CLAIRE Foy could identify with the woman she plays in her new movie.
She portrays Janet, Neil Armstrong’s wife, in First Man opposite Ryan Gosling.
Janet, who sadly died this summer, admitted she was overwhelmed by her sudden fame after Neil landed on the moon.
And Claire knows how that feels after the success of The Crown, in which she played the young Queen Elizabeth II, made her a household name.
“Janet didn’t ask to be the poster girl for American wives,” says mum-of-one Claire, 34.
“She didn’t know that by marrying a fighter pilot she’d suddenly be on the front cover of Time magazine.
“Up until The Crown, I’d been relatively unscathed by any of that. I’m still unscathed, because I’m still me.
“I’ve changed in a lot of ways but if I wasn’t an adult, or able to see the reality of the world, it would be a very scary place to live in.

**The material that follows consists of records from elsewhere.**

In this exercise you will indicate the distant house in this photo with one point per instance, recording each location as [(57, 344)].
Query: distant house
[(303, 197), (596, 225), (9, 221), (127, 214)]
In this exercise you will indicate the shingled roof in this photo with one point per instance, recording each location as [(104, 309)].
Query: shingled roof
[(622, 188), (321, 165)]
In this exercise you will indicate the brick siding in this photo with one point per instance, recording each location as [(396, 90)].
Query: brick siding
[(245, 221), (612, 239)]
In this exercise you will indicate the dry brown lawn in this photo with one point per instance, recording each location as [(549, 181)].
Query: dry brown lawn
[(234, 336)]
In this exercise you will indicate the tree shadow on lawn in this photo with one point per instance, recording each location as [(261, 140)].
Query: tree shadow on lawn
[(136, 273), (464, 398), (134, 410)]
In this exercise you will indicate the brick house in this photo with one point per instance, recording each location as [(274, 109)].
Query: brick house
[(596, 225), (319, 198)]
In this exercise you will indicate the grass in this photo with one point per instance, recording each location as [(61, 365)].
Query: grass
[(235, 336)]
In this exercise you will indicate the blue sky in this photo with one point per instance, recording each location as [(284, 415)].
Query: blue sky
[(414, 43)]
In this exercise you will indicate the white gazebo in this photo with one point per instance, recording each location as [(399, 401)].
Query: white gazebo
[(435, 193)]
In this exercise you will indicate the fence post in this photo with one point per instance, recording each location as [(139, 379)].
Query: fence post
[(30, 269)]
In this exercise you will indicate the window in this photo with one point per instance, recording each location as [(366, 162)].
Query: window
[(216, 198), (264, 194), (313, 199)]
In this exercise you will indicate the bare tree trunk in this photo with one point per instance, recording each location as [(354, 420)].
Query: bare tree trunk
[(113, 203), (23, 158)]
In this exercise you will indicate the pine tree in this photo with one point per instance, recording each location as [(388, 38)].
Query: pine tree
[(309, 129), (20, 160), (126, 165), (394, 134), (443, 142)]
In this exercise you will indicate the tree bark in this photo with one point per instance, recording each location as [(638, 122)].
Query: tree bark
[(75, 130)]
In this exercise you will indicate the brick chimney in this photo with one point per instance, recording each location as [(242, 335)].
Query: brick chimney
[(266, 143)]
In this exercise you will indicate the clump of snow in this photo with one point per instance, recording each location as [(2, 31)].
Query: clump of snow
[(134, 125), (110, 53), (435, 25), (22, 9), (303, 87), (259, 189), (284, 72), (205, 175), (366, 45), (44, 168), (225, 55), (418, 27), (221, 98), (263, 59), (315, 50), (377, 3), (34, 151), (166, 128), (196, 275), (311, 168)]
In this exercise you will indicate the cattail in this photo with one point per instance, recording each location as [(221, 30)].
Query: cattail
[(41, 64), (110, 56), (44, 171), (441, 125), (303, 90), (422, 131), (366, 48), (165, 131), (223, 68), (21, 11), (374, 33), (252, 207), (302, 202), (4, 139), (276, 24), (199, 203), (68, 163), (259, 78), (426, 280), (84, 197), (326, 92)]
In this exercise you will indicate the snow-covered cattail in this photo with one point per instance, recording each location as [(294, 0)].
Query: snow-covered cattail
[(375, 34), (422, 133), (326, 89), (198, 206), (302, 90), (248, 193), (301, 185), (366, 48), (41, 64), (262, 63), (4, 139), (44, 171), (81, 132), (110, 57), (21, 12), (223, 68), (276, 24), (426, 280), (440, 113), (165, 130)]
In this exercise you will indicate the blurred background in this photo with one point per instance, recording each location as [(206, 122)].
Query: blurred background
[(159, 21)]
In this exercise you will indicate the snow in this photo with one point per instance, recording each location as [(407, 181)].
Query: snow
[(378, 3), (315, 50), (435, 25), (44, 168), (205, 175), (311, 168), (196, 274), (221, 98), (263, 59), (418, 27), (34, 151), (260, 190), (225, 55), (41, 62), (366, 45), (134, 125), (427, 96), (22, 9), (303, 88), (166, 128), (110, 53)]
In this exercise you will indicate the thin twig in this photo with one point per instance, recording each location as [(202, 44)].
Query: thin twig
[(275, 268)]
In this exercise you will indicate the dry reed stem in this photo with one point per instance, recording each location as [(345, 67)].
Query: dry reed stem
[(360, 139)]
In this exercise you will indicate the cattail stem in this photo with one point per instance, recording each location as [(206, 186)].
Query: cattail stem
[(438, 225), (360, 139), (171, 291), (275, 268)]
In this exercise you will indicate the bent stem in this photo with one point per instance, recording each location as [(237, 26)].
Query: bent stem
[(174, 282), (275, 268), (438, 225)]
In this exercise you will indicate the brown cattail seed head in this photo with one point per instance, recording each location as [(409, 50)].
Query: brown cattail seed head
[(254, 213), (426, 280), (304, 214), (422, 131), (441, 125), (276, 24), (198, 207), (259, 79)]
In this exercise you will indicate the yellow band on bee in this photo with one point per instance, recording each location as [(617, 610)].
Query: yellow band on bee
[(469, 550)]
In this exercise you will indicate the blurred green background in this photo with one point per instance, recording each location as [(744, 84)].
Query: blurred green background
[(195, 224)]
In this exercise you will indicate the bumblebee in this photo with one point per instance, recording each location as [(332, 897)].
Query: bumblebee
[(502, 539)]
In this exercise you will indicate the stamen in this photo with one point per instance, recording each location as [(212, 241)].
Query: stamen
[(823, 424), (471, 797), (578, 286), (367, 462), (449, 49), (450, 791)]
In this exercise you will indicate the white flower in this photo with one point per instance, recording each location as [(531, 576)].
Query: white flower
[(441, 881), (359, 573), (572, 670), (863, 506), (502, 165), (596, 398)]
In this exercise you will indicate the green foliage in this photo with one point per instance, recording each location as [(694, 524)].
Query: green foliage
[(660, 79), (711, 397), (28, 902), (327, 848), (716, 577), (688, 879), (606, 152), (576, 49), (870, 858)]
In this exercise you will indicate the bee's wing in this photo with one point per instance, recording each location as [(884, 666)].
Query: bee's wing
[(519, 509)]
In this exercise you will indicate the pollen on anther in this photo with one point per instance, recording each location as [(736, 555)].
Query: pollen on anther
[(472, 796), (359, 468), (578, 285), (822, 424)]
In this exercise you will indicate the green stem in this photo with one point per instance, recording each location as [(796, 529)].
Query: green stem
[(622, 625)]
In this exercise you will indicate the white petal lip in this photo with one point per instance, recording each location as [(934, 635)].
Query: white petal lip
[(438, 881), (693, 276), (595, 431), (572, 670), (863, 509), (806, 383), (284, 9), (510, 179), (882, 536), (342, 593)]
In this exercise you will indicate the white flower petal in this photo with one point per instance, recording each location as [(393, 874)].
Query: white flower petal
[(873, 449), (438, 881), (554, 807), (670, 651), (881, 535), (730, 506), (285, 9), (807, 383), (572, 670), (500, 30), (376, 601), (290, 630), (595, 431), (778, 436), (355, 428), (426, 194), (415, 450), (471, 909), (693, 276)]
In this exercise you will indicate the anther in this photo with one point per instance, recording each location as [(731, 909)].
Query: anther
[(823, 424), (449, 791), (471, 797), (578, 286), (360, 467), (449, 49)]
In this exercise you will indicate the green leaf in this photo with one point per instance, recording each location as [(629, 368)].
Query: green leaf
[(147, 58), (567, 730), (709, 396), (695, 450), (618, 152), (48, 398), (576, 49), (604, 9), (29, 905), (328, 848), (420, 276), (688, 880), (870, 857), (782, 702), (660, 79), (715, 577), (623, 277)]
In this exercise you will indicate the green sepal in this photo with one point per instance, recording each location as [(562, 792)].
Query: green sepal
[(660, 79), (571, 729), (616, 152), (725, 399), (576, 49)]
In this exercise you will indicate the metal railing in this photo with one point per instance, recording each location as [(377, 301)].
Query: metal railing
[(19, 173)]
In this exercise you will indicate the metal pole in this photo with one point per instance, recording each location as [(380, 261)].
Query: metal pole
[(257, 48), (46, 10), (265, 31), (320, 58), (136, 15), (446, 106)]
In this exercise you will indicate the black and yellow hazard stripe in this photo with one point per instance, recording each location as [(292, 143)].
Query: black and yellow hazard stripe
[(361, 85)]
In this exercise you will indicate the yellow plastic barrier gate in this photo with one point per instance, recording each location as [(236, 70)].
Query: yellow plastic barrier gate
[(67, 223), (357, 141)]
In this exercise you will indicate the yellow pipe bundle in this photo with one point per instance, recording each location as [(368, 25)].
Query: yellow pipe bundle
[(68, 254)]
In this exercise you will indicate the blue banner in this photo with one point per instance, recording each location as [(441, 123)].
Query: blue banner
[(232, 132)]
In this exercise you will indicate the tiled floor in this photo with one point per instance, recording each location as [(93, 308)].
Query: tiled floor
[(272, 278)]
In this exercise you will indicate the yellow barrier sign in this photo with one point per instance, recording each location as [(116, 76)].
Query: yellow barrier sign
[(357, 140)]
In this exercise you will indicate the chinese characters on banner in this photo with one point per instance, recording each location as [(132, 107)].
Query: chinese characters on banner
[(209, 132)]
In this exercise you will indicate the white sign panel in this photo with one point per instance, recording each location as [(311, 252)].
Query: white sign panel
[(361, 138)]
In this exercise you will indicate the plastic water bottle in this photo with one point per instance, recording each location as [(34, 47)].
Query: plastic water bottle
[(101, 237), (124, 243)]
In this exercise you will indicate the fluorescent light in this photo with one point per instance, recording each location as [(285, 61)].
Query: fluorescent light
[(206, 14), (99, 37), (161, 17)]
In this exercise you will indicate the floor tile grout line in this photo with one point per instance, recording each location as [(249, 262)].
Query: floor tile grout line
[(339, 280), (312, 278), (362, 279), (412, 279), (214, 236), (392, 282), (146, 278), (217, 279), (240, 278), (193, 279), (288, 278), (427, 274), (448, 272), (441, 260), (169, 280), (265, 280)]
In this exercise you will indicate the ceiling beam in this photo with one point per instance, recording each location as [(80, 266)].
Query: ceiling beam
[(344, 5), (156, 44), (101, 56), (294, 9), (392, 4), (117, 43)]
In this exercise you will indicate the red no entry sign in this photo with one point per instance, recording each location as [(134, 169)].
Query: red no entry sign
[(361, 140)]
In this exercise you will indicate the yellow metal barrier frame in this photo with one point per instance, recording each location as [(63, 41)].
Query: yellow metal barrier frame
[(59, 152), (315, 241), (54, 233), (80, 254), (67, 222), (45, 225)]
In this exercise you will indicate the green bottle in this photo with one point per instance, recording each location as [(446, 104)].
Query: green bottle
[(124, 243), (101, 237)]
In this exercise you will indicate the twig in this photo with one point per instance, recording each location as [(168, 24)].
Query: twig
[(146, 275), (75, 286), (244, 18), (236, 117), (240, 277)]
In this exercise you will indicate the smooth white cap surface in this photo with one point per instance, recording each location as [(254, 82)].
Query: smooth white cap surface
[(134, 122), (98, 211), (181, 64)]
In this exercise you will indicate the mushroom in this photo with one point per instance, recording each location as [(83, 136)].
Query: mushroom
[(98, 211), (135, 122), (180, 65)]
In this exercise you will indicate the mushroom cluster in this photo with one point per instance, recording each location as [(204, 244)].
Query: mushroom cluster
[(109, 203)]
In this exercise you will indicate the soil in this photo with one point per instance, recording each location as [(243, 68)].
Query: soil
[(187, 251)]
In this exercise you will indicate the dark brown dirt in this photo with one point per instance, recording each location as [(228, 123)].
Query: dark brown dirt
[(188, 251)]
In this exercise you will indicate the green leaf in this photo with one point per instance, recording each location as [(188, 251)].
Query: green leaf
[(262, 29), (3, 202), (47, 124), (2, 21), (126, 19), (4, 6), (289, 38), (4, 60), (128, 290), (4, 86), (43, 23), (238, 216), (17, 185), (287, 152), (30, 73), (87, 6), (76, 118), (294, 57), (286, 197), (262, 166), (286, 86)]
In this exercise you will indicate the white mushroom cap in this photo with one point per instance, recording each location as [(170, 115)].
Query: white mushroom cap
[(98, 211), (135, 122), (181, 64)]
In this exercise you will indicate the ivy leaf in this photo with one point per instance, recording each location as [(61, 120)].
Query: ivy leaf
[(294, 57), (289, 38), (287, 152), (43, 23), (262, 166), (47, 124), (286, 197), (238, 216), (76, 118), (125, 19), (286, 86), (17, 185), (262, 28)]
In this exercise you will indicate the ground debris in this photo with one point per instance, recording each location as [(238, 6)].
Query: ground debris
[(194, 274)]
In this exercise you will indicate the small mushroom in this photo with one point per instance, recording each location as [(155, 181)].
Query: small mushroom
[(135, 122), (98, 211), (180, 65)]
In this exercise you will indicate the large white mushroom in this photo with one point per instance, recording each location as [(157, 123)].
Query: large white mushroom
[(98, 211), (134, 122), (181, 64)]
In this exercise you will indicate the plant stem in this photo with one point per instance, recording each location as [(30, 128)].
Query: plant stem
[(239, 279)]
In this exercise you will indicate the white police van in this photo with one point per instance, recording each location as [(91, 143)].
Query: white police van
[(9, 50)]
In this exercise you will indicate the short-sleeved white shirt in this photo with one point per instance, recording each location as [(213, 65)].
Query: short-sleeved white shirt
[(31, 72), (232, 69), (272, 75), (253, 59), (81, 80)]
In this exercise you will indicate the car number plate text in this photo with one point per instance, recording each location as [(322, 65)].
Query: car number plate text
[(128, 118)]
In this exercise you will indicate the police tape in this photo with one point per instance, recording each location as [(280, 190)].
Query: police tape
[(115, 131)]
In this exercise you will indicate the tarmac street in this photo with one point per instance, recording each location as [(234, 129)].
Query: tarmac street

“I think Janet found it more restrictive and confining, like being in a straitjacket.
“There’s a scene where she really gives it to Nasa. She says: ‘You don’t know what you’re doing. You’re going to the moon, which is the most important thing in the world. But he’s my husband, the father to my children. Has that entered your mind?’.
“But Janet knew who she was and what was happening. She had such a backbone of steel.
“Janet, who raised two boys pretty much on her own, supported her husband and she said amazing things in interviews.
“It got to a point where she was at home and she was also a swim instructor, and she said unless she was challenging herself every day, she felt she was wasting her life.
“So he was off doing his thing but she did her thing, and she didn’t just stay still at home, she got out and did things.
“And that’s possibly what attracted Neil to her, that she wasn’t like every other woman necessarily in that way of her generation, she had a belief in herself and saw things. She herself would have made a great astronaut.”
The film is directed by Damien Chazelle, who won an Oscar for La La Land, and Claire says: “Damien has a way of making something unique. People have seen the moon landing story before, they’ve seen films set in space, but he does it in such a way that means it’s something you’ve never seen before.
“And it’s a story full of heart, which is something people don’t associate with this story, which is interesting.
“It was like shooting two different films. I felt like I was in a really intimate domestic movie about a family, and then I saw the movie with all Ryan’s scenes in space and it was like, ‘Whoah!’.
“It’s massive and vast and so mind-bogglingly beautiful.
“Damien had seen some of the stuff I’d done but I hadn’t played a mid-western American, and it would’ve been a massive, massive leap of faith for him to go: ‘Sure! You’ve got the part!’ So I came to LA and read for it, and we went and met Ryan.
“It was one of those situations where it should be really weird, and you’re barely able to open your mouth because you’re in such awe, but I somehow managed to not embarrass myself — I probably did.”
First Man (15) is in cinemas from Friday October 12.